In the Johns Hopkins University series of 25 T-PDA ligations in very low-birth-weight infants, there have been no intraoperative deaths, 1 conversion to open procedure, 1 recurrent laryngeal nerve injury, and no other immediate morbidity.
Postoperative mortality approaches 15 % in some series, with the greatest risk factors being prematurity and low birth weight [14, 18, 23]. Sepsis is the leading cause of in-hospital death, frequently with associated necrotizing enterocolitis. Other causes are chronic respiratory disease and multisystem organ failure [14, 18, 23]. In our series we have had 3 deaths postoperatively all from sepsis related to NEC.
Thoracoscopic PDA ligation offers many of the advantages of a minimally invasive surgical approach that have been previously reported as well as a potential reduction in post thoracotomy scoliosis by avoiding rib spreading, muscular division, and minimization of the risk of nerve injury or rupture of intercostal ligaments.

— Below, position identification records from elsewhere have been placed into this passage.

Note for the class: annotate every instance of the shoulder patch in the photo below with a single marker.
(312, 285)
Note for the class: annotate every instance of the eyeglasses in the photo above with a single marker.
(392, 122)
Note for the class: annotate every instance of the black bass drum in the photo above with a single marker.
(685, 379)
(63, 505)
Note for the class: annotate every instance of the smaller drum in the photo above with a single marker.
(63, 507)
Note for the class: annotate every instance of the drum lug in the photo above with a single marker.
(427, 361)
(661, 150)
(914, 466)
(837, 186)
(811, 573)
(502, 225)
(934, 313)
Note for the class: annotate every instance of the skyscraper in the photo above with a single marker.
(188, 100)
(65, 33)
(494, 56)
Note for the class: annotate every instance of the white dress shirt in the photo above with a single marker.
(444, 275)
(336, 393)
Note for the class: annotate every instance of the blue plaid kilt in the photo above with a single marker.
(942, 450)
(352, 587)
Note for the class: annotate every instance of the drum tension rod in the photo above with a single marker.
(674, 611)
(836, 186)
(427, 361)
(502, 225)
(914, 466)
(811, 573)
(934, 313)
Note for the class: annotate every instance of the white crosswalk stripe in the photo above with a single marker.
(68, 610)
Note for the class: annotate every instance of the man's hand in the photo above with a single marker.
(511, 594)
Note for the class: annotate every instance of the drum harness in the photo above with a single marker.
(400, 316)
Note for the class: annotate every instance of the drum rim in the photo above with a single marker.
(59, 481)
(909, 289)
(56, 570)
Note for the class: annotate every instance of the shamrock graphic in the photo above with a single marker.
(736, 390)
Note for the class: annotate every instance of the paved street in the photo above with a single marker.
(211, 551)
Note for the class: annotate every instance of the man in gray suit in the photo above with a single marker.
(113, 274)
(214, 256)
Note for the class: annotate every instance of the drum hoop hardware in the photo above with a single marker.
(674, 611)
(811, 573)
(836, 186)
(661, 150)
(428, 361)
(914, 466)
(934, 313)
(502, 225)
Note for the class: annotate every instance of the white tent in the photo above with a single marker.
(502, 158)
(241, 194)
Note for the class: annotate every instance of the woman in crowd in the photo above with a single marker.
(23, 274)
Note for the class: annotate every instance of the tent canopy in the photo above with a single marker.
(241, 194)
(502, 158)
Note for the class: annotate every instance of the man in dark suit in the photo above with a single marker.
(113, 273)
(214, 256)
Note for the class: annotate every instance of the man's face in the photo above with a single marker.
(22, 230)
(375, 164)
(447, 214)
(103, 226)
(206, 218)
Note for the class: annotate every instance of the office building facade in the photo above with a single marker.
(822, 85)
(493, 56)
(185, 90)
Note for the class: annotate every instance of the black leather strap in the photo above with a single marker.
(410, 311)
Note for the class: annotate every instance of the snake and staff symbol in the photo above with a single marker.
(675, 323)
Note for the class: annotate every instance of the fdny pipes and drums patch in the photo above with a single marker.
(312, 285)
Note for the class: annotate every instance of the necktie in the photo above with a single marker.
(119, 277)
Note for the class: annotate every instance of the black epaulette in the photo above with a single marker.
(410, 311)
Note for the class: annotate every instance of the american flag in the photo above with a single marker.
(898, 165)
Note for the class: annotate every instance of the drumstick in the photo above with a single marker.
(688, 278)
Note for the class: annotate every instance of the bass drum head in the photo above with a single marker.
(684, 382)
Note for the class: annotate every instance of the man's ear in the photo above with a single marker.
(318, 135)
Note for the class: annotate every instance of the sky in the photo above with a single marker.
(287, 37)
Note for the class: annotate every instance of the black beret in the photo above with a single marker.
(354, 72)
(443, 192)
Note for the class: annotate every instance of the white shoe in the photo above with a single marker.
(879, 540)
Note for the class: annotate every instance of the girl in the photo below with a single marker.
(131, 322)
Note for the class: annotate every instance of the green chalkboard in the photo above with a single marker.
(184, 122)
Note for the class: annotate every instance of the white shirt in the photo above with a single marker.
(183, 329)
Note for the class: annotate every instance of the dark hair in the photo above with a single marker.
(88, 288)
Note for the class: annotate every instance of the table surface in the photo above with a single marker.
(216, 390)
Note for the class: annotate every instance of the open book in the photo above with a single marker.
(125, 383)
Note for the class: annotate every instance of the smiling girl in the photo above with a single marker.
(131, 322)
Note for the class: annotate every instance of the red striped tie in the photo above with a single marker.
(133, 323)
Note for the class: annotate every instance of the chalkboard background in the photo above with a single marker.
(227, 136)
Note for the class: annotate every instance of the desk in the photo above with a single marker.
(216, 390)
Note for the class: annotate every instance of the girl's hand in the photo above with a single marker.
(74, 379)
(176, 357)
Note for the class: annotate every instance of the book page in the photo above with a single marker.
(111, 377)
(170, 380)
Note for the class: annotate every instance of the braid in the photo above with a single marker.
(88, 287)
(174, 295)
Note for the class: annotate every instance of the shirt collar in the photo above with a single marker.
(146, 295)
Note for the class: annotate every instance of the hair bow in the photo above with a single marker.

T-PDA ligation is effective and can be safely performed in very low-birth-weight infants. Exposure and magnification of important anatomic landmarks are superior compared to open techniques. This factor results in shorter operative time. In addition to the enhanced cosmesis, this minimally invasive approach may reduce postoperative pain, pulmonary morbidity, and the future incidence of chest wall and spine deformities in children.